The hind limb mouse model of lymphedema was obtained as described previously [11]. Eight-week-old BALB/c mice (Orient Bio Co., Seongnam, Korea) were assigned into groups of three. Normal mice were then anesthetized via subcutaneous injection of zoletil (4 mg/kg) with rompun (20 mg/kg). After a mouse was fully anesthetized, 0.5 % Evans blue solution was intradermally injected into the footpad of the hind limb to visualize the lymphatic vessels. A circumferential incision of the limb (thigh) was made to access lymph vessels that were subsequently electrocauterized (Bovie Medical Corporation, Clearwater, FL, USA). EBM-2, NCM, and HCM were then subcutaneously injected at the site of the damaged area on the second day after preparing the edema models and then every 3 days after that for a period of 24 days. The injection volume was 100 μl of 1-in-50 concentrated media. All animals were maintained under a 12-hour light–dark cycle condition and had free access to food and water. Experimental procedures were approved by the Committee for Care and Use of Laboratory Animals, Yonsei University College of Medicine, and performed in accordance with the Guidelines and Regulations for Animal Care.

Histological analysis

To measure lymphangiogenesis, mice were sacrificed 4 weeks after the surgery, after which a mouse’s entire thigh region, including the site at which hMSC-conditioned medium was injected, was dissected. The hind limbs were excised from the sacrificed mouse, washed with PBS to remove the blood, and then fixed in 10 % formalin solution for 1 day at 4 °C. Samples were subsequently treated with decalcification solution (Calci-Clear Rapid; National Diagnostics, Atlanta, GA, USA) for 1 week.
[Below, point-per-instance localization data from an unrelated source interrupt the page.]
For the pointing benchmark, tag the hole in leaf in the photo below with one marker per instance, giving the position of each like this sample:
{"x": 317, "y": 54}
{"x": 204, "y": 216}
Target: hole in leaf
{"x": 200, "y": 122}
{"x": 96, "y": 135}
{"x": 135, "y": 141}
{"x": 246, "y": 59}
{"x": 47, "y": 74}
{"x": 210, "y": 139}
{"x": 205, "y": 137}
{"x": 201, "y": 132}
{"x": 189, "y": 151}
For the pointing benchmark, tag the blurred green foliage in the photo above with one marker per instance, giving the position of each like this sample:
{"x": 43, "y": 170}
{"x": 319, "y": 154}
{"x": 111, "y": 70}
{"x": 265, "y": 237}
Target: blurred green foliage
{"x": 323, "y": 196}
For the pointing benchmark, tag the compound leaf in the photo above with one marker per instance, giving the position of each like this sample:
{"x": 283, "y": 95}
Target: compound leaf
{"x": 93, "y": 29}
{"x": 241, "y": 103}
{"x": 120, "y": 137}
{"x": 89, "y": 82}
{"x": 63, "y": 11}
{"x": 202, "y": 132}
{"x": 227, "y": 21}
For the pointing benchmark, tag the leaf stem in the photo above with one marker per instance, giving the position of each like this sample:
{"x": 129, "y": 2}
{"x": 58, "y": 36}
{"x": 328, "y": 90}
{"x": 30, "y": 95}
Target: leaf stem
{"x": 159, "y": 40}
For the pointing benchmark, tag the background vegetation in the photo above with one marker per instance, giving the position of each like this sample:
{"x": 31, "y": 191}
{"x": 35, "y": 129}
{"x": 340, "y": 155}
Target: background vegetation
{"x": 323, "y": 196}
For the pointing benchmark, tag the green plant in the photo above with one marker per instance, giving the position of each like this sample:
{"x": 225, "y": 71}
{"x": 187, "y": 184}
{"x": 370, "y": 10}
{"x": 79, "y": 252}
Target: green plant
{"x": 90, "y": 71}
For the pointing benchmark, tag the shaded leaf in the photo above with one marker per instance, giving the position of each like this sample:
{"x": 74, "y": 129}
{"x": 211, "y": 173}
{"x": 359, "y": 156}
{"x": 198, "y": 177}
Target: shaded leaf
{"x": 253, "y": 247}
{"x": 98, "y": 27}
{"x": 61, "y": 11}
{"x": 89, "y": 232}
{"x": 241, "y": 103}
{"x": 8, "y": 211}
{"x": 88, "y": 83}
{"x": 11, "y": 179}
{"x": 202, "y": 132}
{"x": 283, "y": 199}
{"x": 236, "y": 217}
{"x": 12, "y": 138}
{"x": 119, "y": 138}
Tissue sections were sequentially mounted onto gelatin-coated glass slides to ensure that different stains could be used on successive tissue sections sliced through the injured area. After the sections were deparaffinized and rehydrated, samples were blocked using 2.5 % normal horse serum and incubated with an anti-LYVE-1 antibody. A biotinylated pan-specific universal secondary antibody and streptavidin/peroxidase complex reagent were used to treat the sections. Sections were subsequently stained with an antibody using a DAB substrate kit (Vector, Burlingame, CA, USA). Counterstaining was performed using 1 % methyl green, and dehydration was performed using 100 % n-butanol, ethanol, and xylene before mounting in VectaMount Mounting Medium (Vector, Burlingame, CA, USA). A coverslip was placed on top of each section, and the sections were then observed using light microscopy. The images for hematoxylin and eosin (H & E) and LYVE-1 were obtained using virtual microscopy (BX51/dot Slide; Olympus). Images for LYVE-1 were detected using microscopy and transferred to a computer equipped with the MetaMorph software (version 4.6; Molecular Devices, Sunnyvale, CA, USA).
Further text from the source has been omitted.